Unable to launch cluster: SGE master install failures
This archive was generated by
I am trying to launch a 3-node cluster (using 0.94.3), and keep getting an
error during SGE install on the master, which blows the install of it and
the remaining nodes out of the water.
My starcluster config file specifies disable_queue = true and then invokes
the sge plugin with MASTER_IS_EXEC_HOST = False, so all it needs to do is
install and bring up qmaster.
The qmaster does come up, however, the cluster start keeps timing out with
>>> Installing Sun Grid Engine...
!!! ERROR - Error occured while running plugin 'sge':
!!! ERROR - remote command 'source /etc/profile && cd /opt/sge6 &&
!!! ERROR - TERM=rxvt ./inst_sge -m -noremote -auto ./ec2_sge.conf'
!!! ERROR - failed with status 1:
!!! ERROR - Reading configuration from file ./ec2_sge.conf
!!! ERROR - [H[2JInstall log can be found in: /opt/sge6/default/common/i
!!! ERROR - nstall_logs/qmaster_install_master_2014-01-22_21:55:08.log
In the install log, it's waiting for the SGE qmaster pid file to show up,
times out after 5mins, and tells me to check my autoinstall config file.
Here are the ps output, and the installation log.
# ps -ef|grep master
avahi 1038 1 0 20:42 ? 00:00:00 avahi-daemon: running
root 1442 1 0 20:43 ? 00:00:00 /usr/libexec/postfix/master
sgeadmin 1629 1 0 20:43 ? 00:00:00
root 18277 4408 0 21:30 pts/0 00:00:00 /bin/grep --color=auto
# cat qmaster_install_master_2014-01-22_21:22:55.log
Starting qmaster installation!
Installing Grid Engine as admin user >sgeadmin<
Your $SGE_ROOT directory: /opt/sge6
Using SGE_QMASTER_PORT >63231<.
Using SGE_EXECD_PORT >63232<.
Using >default< as CELL_NAME.
Your $SGE_CLUSTER_NAME: starcluster
Using >/opt/sge6/default/spool/qmaster< as QMASTER_SPOOL_DIR.

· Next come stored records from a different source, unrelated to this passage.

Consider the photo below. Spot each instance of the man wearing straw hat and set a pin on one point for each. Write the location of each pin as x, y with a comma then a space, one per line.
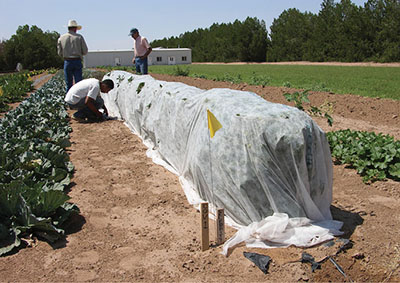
72, 46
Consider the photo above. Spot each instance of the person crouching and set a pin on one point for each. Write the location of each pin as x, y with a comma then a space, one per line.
85, 97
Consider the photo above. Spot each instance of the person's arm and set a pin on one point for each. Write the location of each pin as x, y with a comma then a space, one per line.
105, 110
90, 104
59, 47
84, 47
147, 53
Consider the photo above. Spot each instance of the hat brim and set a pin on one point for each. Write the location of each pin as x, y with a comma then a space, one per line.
77, 27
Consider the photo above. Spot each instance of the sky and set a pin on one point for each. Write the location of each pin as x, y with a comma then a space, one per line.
106, 24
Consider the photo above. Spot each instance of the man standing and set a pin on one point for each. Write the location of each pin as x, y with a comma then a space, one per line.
142, 50
72, 46
85, 97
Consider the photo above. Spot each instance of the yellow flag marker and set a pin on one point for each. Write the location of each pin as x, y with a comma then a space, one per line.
213, 124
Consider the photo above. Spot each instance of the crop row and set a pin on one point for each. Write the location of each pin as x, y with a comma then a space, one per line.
35, 168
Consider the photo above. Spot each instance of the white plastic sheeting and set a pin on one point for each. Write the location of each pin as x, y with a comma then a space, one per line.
269, 166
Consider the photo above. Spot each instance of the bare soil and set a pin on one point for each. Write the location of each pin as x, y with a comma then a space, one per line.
136, 225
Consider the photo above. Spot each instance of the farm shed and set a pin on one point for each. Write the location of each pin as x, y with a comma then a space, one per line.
159, 56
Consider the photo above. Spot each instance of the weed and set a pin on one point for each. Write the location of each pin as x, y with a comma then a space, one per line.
300, 97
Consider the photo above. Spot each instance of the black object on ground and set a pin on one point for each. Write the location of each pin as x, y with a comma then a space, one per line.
261, 261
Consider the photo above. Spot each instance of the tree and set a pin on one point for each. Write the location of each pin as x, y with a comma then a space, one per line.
238, 41
384, 17
33, 48
290, 33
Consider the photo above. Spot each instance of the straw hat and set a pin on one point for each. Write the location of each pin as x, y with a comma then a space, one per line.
74, 24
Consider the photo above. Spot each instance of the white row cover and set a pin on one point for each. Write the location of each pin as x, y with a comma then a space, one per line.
269, 166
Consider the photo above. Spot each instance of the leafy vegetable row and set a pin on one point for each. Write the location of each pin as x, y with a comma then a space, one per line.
374, 156
35, 168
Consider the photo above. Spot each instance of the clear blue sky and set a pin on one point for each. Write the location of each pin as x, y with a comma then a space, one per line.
106, 24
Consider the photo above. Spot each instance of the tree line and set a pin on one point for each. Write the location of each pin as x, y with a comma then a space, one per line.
340, 31
31, 47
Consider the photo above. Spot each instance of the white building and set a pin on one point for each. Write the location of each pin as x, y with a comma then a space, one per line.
159, 56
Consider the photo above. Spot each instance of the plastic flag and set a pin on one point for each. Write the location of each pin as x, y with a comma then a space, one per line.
213, 124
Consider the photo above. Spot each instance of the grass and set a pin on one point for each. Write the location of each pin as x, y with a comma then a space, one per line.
383, 82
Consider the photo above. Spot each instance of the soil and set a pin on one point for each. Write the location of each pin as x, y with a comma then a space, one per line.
136, 225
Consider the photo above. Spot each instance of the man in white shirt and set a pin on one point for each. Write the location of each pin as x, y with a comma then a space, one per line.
142, 50
85, 97
72, 47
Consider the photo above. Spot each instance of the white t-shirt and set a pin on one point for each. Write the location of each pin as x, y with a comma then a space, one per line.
87, 87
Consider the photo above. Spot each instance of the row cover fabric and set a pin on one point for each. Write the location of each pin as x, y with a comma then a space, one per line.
269, 166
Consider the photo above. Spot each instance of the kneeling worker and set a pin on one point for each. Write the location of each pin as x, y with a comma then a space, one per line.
85, 97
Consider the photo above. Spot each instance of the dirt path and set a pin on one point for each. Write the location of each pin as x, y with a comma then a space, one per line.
136, 225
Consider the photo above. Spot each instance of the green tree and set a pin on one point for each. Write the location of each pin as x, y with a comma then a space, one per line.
384, 17
33, 48
2, 60
238, 41
290, 33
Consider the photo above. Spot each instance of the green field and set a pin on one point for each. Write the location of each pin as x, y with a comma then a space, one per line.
368, 81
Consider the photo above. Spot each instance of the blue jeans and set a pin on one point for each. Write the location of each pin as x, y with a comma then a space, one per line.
84, 111
141, 65
72, 71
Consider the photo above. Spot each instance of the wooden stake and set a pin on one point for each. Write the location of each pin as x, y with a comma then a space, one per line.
220, 221
205, 241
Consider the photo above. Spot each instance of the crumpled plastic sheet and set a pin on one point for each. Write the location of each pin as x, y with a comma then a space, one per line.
269, 166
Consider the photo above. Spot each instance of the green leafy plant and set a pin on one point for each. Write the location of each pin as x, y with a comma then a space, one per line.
13, 88
374, 156
259, 80
302, 97
35, 168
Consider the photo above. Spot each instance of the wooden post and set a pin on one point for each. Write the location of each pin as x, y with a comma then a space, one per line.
220, 222
205, 241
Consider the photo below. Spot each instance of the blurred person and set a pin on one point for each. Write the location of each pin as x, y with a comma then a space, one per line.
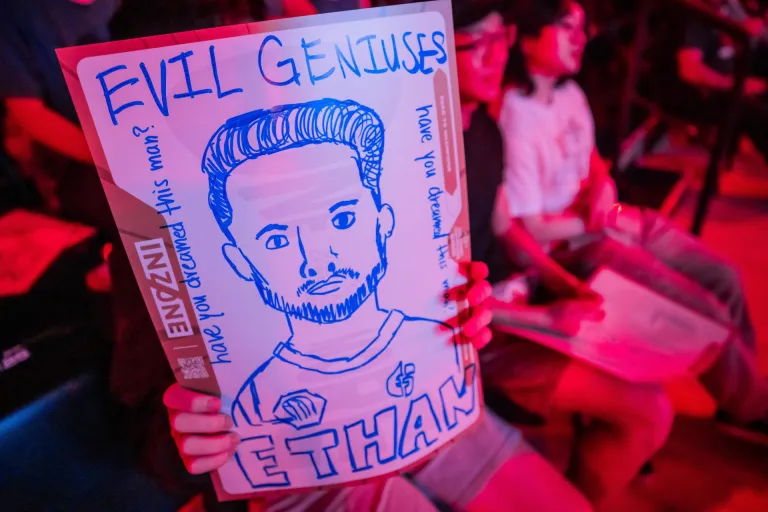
630, 422
294, 8
45, 136
489, 468
706, 63
559, 191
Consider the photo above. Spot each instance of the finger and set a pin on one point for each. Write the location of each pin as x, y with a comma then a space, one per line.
479, 320
186, 400
208, 445
193, 423
479, 292
200, 465
457, 293
478, 271
482, 339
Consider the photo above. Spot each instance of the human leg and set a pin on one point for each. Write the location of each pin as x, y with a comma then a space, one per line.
733, 380
395, 494
490, 468
629, 422
685, 254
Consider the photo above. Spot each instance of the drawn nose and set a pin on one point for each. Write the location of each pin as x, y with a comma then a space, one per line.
305, 270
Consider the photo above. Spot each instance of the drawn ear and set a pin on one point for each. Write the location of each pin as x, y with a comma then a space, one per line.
237, 261
386, 221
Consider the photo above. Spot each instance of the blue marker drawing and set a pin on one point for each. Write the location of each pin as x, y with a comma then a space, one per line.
318, 257
400, 383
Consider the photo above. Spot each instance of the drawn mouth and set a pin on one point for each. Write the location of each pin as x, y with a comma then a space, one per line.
325, 287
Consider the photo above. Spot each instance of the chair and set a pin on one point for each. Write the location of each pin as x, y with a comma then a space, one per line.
658, 99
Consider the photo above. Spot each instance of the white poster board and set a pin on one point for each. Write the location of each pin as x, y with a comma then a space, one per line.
292, 200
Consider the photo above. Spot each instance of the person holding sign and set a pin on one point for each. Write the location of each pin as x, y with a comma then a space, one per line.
488, 468
558, 189
622, 438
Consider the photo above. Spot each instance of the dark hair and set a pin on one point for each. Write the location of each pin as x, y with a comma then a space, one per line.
531, 17
469, 12
265, 132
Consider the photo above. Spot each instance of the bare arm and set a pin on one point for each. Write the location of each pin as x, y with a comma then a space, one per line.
693, 70
49, 128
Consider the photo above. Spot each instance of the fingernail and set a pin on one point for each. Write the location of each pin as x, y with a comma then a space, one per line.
214, 404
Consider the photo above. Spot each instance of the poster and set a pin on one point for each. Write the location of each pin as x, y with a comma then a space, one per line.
291, 196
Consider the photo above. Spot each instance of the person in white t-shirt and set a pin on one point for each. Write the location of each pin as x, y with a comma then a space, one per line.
558, 189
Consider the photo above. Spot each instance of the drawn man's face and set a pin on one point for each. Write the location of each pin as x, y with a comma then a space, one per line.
307, 231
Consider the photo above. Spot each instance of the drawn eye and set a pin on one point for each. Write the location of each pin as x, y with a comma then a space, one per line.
344, 220
276, 242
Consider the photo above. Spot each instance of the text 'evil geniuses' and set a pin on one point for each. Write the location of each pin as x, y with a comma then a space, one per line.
146, 84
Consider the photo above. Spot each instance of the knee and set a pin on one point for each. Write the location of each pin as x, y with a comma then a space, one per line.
649, 418
729, 285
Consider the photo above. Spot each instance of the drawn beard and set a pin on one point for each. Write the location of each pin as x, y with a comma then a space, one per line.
330, 313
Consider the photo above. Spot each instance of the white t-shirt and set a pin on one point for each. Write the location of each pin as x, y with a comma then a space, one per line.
547, 150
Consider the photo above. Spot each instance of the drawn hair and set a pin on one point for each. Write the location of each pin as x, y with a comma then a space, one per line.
265, 132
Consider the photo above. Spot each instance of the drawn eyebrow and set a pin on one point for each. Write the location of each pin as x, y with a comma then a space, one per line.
271, 227
338, 205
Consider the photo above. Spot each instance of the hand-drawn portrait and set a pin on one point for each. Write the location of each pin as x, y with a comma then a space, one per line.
296, 192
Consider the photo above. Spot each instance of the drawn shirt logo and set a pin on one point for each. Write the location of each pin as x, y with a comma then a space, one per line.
400, 382
300, 409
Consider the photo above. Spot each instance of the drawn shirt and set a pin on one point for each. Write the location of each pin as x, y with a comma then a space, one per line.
409, 358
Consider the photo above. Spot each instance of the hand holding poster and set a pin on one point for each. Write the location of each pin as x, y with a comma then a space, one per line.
291, 197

Obviously this is not a complete Grid Engine distribution or this
is not your $SGE_ROOT directory.
Missing file or directory: start_gui_installer
Your file permissions will not be set. Exit.
Using >true< as IGNORE_FQDN_DEFAULT.
If it's >true<, the domain name will be ignored.
Setting spooling method to dynamic
Dumping bootstrapping information
Initializing spooling database
Using >20000-20100< as gid range.
Using >/opt/sge6/default/spool< as EXECD_SPOOL_DIR.
Using >none_at_none.edu< as ADMIN_MAIL.
Adding default parallel environments (PE)
Reached 5min timeout, while waiting for qmaster PID file.
sge_qmaster daemon didn't start. Please check your
autoinstall configuration file! Installation failed!
It's this same error on every attempt, and I am using an unmodified
Appreciate any suggestions for how to get over this.
Received on Wed Jan 22 2014 - 17:10:02 EST